Отец и мать - стр. 41
– В пояснице, Илюша, стрельнуло. Вот, перевожу дух. Настудилась в нонешнюю непогодицу, ли чё ли.
Поднялась. С излишним усердием припадая то на одну, то на другую ногу, направилась в избу.
– Почтальонша-то чего подходила?
– Почтальонша? – снова обмерла Полина Лукинична. – Какая такая почтальонша? А-а-а, Зойка-то! Да та-а-ак. Мимо шла. Покалякала с ней о том о сём.
Илья Иванович хитроватым весёлым прищурцем посмотрел на жену, в седой, но ещё браво подкрученный ус усмехнулся чему-то, вышел за калитку, неторопко направился к конюховке на другой край села. «Чёй-то заподозрил, никак», – полвзглядом уловила Полина Лукинична усмешку мужа.

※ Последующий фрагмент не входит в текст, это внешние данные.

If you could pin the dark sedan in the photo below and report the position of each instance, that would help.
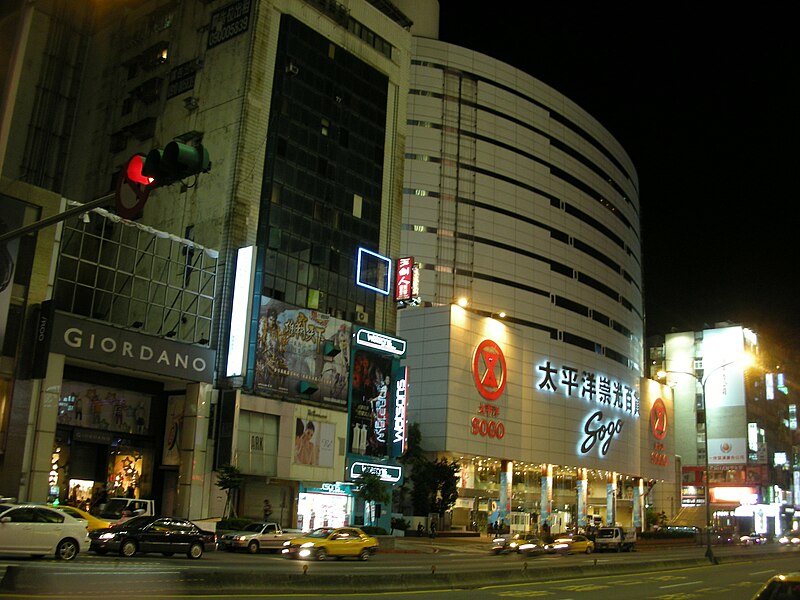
(165, 535)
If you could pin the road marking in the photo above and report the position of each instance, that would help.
(664, 587)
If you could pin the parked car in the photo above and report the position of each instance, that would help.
(531, 546)
(92, 522)
(571, 544)
(784, 586)
(167, 535)
(38, 530)
(256, 537)
(753, 539)
(328, 541)
(504, 544)
(790, 538)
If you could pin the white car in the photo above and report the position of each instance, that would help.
(38, 530)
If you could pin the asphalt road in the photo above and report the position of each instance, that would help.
(444, 566)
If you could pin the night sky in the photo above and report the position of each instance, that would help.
(706, 104)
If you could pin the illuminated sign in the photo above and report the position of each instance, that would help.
(600, 433)
(399, 418)
(404, 279)
(389, 473)
(588, 386)
(373, 271)
(380, 341)
(489, 373)
(242, 292)
(723, 451)
(489, 370)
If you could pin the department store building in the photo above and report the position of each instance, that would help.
(521, 213)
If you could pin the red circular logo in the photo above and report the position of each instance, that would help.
(489, 370)
(658, 419)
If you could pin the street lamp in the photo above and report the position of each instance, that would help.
(747, 360)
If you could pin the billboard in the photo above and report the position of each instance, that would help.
(291, 348)
(370, 408)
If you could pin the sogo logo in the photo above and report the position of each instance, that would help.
(489, 373)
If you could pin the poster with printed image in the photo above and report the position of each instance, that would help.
(314, 442)
(290, 349)
(369, 413)
(172, 435)
(98, 407)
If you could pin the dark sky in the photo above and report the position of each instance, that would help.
(706, 102)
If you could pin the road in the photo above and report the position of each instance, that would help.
(444, 570)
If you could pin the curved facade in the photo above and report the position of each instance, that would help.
(524, 206)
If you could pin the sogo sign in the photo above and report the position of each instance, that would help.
(489, 373)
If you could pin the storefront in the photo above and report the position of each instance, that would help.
(119, 428)
(572, 440)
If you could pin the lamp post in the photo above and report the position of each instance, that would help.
(707, 491)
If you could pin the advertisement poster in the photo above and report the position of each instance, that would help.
(290, 349)
(314, 442)
(11, 218)
(97, 407)
(369, 413)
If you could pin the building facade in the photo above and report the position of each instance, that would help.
(739, 420)
(521, 213)
(248, 315)
(301, 108)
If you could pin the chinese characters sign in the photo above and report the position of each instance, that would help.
(489, 371)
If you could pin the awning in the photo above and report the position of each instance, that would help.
(695, 516)
(690, 516)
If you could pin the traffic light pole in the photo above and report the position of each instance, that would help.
(98, 203)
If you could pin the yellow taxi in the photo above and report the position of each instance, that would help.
(92, 522)
(338, 542)
(784, 586)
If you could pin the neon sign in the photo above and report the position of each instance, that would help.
(588, 386)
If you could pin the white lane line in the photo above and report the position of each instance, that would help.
(664, 587)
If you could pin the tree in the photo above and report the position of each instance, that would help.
(371, 490)
(229, 479)
(434, 484)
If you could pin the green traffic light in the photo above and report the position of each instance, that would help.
(175, 162)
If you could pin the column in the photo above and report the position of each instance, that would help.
(638, 504)
(611, 499)
(582, 491)
(41, 433)
(195, 481)
(506, 477)
(547, 496)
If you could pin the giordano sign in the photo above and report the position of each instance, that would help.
(95, 342)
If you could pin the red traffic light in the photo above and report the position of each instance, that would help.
(133, 188)
(134, 170)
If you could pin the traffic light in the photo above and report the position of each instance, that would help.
(133, 188)
(175, 162)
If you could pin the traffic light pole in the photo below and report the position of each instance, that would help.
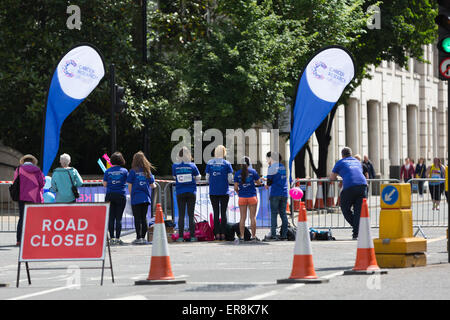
(112, 75)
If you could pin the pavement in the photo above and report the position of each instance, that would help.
(226, 271)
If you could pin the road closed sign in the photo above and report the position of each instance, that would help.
(64, 232)
(395, 196)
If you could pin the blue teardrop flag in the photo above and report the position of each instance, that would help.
(76, 76)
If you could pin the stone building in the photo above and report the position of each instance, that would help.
(398, 113)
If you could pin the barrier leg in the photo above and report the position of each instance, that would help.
(28, 272)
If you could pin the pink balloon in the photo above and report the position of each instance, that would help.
(296, 193)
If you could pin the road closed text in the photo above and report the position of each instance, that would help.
(69, 236)
(69, 231)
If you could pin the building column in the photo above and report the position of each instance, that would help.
(394, 141)
(351, 125)
(412, 132)
(373, 124)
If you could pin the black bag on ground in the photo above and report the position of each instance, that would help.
(74, 189)
(233, 229)
(14, 189)
(321, 235)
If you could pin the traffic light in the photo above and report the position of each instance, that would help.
(443, 21)
(119, 104)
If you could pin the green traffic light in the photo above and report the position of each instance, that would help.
(446, 45)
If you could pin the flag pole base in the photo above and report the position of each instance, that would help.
(158, 282)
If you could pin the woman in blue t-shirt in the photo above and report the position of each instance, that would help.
(186, 175)
(140, 181)
(219, 174)
(114, 181)
(245, 180)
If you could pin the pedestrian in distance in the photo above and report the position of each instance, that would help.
(363, 165)
(115, 182)
(421, 173)
(365, 168)
(31, 181)
(140, 184)
(219, 175)
(63, 179)
(436, 171)
(278, 196)
(407, 170)
(186, 175)
(370, 168)
(354, 188)
(245, 181)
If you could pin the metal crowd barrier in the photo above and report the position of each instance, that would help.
(326, 215)
(91, 191)
(203, 208)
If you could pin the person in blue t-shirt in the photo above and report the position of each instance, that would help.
(354, 187)
(277, 180)
(186, 175)
(115, 181)
(140, 181)
(219, 174)
(245, 181)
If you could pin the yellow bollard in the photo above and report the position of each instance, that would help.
(396, 247)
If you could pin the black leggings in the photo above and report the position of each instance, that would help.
(186, 201)
(140, 219)
(116, 207)
(222, 201)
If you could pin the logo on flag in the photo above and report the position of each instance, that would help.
(77, 75)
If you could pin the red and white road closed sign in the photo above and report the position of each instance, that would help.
(64, 232)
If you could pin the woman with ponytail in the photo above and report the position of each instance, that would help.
(140, 181)
(245, 181)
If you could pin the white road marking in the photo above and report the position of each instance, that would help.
(264, 295)
(290, 287)
(40, 293)
(136, 297)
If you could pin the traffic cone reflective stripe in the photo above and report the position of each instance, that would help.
(160, 268)
(319, 197)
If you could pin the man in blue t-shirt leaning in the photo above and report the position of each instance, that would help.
(277, 180)
(354, 187)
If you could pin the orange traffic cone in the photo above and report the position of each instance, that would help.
(160, 267)
(319, 197)
(338, 202)
(302, 267)
(366, 262)
(308, 202)
(288, 208)
(330, 195)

Облокотилась на изгородь, глядела ему вслед – до чего же Афанасий похож на отца! Та же редкостная богатырская стать, та же крепкая развалкая поступь, та же не без горделивости поставленная большая умная голова – чисто список с отца. А норовом, а разумением, а хозяйственной хваткой просто до тютельки схожи.
За долгую и непростую жизнь Илья Иванович несколько пообтесался, поутих, посговорчивее стал, а по молодости упрям, нравен, ершист бывал. Если чего-нибудь надумал да пожелал – будет так, и никак иначе. Горестно вспомнилось Полине Лукиничне, как в Гражданскую дерзкой своеволкой ушёл из родительского дома её будущий супруг в партизанский отряд сосланного политического преступника – грузина Нестора Каландаришвили. А там чуть было жизни не лишился, изувечился – руку потерял, спасибо, что не голову.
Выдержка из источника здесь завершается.